Bundles, channels & revisions
The deployment model: content-addressed bundles, mutable channel pointers, and an append-only revision history.
Three primitives make Switchboard deployments idempotent, auditable, and reversible.
Bundles
A bundle is the immutable unit of deployment: a compiled Wasm module, its embedded test suite, a manifest, and a descriptor that ties them together. The bundle ID is a sha256 digest over the descriptor’s identity fields, which has two useful consequences:
- Rebuilds deduplicate. Byte-identical content produces the same ID, so re-deploying unchanged rules skips the upload entirely. Provenance (build time, builder, commit) is an annotation and never changes identity.
- Content can’t drift. Every registry verifies every digest on upload and download, so a corrupted or tampered bundle fails before it can ever activate.

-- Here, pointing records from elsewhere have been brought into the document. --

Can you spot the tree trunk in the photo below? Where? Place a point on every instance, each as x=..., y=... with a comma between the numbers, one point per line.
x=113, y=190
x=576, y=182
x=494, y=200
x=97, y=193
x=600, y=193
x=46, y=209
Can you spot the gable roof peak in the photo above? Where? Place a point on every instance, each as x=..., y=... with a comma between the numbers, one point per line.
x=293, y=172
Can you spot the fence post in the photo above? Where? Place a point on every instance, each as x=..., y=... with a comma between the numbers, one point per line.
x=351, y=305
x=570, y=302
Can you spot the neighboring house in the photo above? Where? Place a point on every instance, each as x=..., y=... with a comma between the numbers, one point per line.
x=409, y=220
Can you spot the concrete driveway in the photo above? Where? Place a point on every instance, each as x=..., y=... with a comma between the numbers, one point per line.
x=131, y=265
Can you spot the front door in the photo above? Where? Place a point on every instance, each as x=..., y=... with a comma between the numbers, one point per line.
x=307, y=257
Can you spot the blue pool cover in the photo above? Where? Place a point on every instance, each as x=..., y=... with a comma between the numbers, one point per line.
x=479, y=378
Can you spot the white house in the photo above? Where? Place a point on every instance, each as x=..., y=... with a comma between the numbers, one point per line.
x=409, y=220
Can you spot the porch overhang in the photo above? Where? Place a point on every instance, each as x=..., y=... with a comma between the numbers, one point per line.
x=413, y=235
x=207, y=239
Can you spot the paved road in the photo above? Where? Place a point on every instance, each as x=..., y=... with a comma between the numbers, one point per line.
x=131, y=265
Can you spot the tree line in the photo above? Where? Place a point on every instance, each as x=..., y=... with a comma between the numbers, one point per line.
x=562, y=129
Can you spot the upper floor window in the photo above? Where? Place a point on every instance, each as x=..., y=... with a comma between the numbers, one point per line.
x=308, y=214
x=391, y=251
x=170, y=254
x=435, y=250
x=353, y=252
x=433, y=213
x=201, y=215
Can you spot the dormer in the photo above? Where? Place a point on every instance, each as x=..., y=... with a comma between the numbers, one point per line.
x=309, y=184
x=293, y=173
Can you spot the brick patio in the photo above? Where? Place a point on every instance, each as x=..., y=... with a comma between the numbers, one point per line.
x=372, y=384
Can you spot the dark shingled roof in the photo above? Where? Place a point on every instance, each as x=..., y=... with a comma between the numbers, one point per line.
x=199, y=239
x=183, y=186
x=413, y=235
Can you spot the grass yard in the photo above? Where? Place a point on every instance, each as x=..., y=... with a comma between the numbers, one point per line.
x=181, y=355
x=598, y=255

The bundle format reference has the exact descriptor schema and ID computation.
Channels
A channel is a named mutable pointer (prod, staging, dev), and the only mutable thing in the whole registry. Proxies subscribe to a channel; deploying means repointing it at a different bundle.
Channels are what make promotion trivial: switchboard promote --from staging --to prod copies a pointer, not an artifact. The bytes that ran in staging are, verifiably, the bytes now running in prod.
Revisions
Every pointer change appends an immutable revision record: generation number, bundle digest, previous generation, deploy time, deployer, source commit, and CI run.
History is never rewritten. Rollback and promote are roll-forward operations: they append a new generation pointing at older content. switchboard history always shows what actually served, in order, including the rollbacks themselves. Racing deployers can’t corrupt this log either; generation records are created conditionally, so the loser sees the new head and retries. Details in Deploying & operating.
Namespaces
A namespace isolates tenants inside one registry. With namespace: customer-a, every channel, revision, and bundle nests under namespaces/customer-a/…, so one bucket can safely serve many independent rule sets. Namespaces appear consistently across the CLI (--namespace), switchboard.yaml, and the Caddy directive.
On the registry, all of this is plain objects with well-known names (layout), which is why a static HTTPS origin or CDN can serve as a read-only registry; see Registries.